Let me just start by saying, I have zero judgement for what went down with your child’s sleep this summer. I am a child sleep consultant, true, but I’m also a mom and I get it. Summer is full of late bedtimes, bending the rules and inconsistent schedules. And it’s ok. It’s also full of joy, activity, time together as a family and sweet memories that you and your kids will not soon forget.


So we can just put everything that happened this summer with your child’s sleep behind us. The mission now is to get your child back on track so that they can get the sleep they need as they head back to school.


Please read on without fear of judgement. You won’t find any here. I’m simply here to help you find success for your child’s sleep this school year. Let's get started!


1. Set a bedtime and stick to it

Let's talk about early bedtimes. Some parents are surprised that I recommend at 7-8pm bedtime for children until about 12 years of age! There are two reasons for this:

  • School age children (5-12 yrs old) need about 10 hours of sleep each night. Now that is just an average, some need more than 10 and some need less. You always want to start off conservatively if you are not 100% sure how much sleep your child needs at night. Work backwards from when they need to wake up in the morning for school. If 7am is their wake up time, they need to be asleep no later than 9pm. Factor in the time it takes them to fall asleep as well as the possibility that they need more than 10 hours, and 8pm is starting to look like a pretty reasonable bedtime, isn’t it?

  • The second reason I love early bedtimes is for you as a parent. You need some time to yourself, to re-charge your batteries. If you have a partner, it’s essential to get that quality time together as well. Speaking from experience here, making the time and space to care for ourselves makes us better parents!


2. Don’t wait until the last minute

Hopefully when you are reading this, you still have a couple weeks before school is back in session. The best way to get back on track is to make small adjustments over time.

Let’s say bedtime has been closer to 9pm this summer. You won’t be able to plop them into bed at 7:30/8pm and expect it to go smoothly.

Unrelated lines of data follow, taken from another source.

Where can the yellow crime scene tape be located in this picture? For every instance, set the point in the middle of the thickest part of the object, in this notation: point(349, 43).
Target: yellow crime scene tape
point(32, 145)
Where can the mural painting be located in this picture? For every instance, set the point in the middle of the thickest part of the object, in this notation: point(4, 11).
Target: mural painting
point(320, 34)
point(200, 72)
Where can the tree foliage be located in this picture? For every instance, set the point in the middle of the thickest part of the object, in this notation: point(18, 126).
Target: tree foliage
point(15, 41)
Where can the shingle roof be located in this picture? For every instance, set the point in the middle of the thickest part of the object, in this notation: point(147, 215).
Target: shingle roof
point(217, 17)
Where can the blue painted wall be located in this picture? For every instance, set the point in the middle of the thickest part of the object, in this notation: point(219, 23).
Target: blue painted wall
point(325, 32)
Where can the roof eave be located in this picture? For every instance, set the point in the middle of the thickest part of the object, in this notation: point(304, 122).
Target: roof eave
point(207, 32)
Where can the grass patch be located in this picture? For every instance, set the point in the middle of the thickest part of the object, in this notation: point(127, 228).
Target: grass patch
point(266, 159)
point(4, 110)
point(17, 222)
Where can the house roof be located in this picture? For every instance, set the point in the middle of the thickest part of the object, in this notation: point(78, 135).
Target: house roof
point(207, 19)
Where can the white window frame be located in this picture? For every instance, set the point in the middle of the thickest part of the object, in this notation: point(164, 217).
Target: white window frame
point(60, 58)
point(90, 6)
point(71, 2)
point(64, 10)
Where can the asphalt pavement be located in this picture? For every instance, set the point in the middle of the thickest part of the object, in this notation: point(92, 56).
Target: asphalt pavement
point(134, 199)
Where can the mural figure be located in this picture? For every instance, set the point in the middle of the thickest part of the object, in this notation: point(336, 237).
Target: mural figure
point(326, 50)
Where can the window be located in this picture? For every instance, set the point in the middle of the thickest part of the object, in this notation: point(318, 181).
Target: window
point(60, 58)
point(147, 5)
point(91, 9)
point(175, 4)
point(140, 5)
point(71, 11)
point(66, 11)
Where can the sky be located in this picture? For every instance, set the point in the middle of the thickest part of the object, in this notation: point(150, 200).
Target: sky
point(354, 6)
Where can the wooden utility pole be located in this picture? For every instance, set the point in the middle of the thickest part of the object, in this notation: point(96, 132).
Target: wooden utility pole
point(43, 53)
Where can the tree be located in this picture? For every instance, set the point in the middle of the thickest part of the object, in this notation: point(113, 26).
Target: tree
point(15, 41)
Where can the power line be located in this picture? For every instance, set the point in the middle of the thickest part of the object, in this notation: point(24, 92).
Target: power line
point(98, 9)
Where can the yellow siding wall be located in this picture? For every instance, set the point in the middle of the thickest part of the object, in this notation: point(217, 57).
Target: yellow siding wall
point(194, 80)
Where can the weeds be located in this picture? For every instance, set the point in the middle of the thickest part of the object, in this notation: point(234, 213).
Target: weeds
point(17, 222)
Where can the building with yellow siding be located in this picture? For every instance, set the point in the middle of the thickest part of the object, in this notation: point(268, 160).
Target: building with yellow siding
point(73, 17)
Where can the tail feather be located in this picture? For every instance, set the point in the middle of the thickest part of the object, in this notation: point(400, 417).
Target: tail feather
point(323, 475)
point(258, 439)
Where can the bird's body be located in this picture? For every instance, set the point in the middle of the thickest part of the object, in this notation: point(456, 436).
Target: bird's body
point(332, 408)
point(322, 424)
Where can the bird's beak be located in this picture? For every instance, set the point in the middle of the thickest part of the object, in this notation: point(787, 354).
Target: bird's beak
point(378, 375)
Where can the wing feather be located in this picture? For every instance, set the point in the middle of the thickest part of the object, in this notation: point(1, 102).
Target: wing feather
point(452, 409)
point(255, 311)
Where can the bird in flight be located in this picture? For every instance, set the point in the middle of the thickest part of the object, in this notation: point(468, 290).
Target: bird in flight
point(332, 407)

Start by moving bedtime up 15 minutes at a time every few days. This will require some consistency and discipline on your part, but easing into it will be the best for your kiddos.


3. Establish a Routine

If you had an effective bedtime routine before this summer, try re-implementing it again. The familiarity will help your child settle back into the schedule quicker and with less resistance than trying out something new.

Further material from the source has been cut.